Load Testing with Locust

Load Testing with Locust:

How to Set up and Use Locust

You can use this deployment script to deploy the locust structure in Azure. If you already know how set up Locust and what the different metrics mean, feel free to skip this section!

Start a Test

Go to the Locust dashboard and follow the instructions. The Locust dashboard can be reached by going to the IP of the master node and port 8089 (Example: http://7xttd3hv5jaac-master.eastus.azurecontainer.io:8089).

Enter the desired numbers and start swarming.

How to pick values:
  • Total users to simulate: It’s recommended that you start with a number of simulated users that are greater than number of user classes * number of workers when running Locust distributed. In our current case, we have 1 user class and 3 worker nodes.
  • Hatch rate: If the hatch rate is lower than the number of worker nodes, the hatching would occur in “bursts” where all worker node would hatch a single user and then sleep for multiple seconds, hatch another user, sleep and repeat.
  • Host: The host attribute is a URL prefix (e.g., “http://google.com”) to the host that is to be loaded.

Note: If number of workers on the dashboard is more that the worker nodes available, redeploy the dashboard with the required number of worker nodes/instances.

View and Analyze Results

After swarming for a while, your dashboard will look something like this:

  • Requests: Total number of requests made so far
  • Fails: Number of requests that have failed
  • Median: Response speed for 50 percentile in ms
  • 90%ile: Response speed for 90 percentile in ms
  • Average: Average response speed in ms
  • Min: Minimum response speed in ms
  • Max: Maximum response speed in ms
  • Average size (bytes): Average response size in bytes
  • Current RPS: Current requests per second
  • Current Failures/s: Total number of failures per second

Your graphs will look something like this:

These graphs can be downloaded using the download icon next to them.

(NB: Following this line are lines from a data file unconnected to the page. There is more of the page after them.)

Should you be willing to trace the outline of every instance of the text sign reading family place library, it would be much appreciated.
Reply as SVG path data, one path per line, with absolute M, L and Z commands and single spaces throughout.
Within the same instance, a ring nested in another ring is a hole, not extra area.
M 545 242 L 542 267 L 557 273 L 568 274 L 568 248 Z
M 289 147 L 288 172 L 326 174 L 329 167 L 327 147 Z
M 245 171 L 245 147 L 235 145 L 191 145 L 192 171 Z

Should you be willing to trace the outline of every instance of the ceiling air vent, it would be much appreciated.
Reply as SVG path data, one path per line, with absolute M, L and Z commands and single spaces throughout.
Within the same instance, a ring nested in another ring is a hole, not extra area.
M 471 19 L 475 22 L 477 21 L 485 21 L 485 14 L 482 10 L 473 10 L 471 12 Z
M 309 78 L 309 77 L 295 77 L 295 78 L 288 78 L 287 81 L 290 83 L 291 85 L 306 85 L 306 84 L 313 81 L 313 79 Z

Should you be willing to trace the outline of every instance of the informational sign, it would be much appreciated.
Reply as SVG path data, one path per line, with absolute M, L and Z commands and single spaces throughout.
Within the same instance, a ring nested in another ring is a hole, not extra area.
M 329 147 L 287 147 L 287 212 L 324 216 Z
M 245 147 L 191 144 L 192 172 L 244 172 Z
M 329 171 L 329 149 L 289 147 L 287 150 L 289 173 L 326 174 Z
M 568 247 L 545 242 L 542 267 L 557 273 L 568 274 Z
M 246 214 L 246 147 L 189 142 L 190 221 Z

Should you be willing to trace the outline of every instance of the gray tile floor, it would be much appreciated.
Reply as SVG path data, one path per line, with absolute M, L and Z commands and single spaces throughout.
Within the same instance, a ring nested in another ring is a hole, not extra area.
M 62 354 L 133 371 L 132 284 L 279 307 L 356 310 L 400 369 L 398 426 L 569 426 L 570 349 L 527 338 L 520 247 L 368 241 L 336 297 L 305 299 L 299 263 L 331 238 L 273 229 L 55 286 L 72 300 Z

And/or you can download the data under the download data tab.

You can analyze the graphs based on response and volume metrics.

Response Metrics
  • Average response time measures the average amount of time that passes between a client’s initial request and the last byte of a server’s response, including the delivery of HTML, images, CSS, JavaScript, and any other resources. It’s the most accurate standard measurement of the actual user experience.
  • Peak response time measures the roundtrip of a request/response cycle (RTT) but focuses on the longest cycle rather than taking an average. High peak response times help identify problematic anomalies.
  • Error rates measure the percentage of problematic requests compared to total requests. It’s not uncommon to have some errors with a high load, but obviously, error rates should be minimized to optimize the user experience.
Volume Metrics
  • Concurrent users measure how many virtual users are active at a given point in time. While similar to requests per second (see below), the difference is that each concurrent user can generate a high number of requests.
  • Requests per second measures the raw number of requests that are being sent to the server each second, including requests for HTML pages, CSS stylesheets, XML documents, JavaScript files, images, and other resources.
  • Throughput measures the amount of bandwidth, in kilobytes per second, consumed during the test. Low throughput could suggest the need to compress resources.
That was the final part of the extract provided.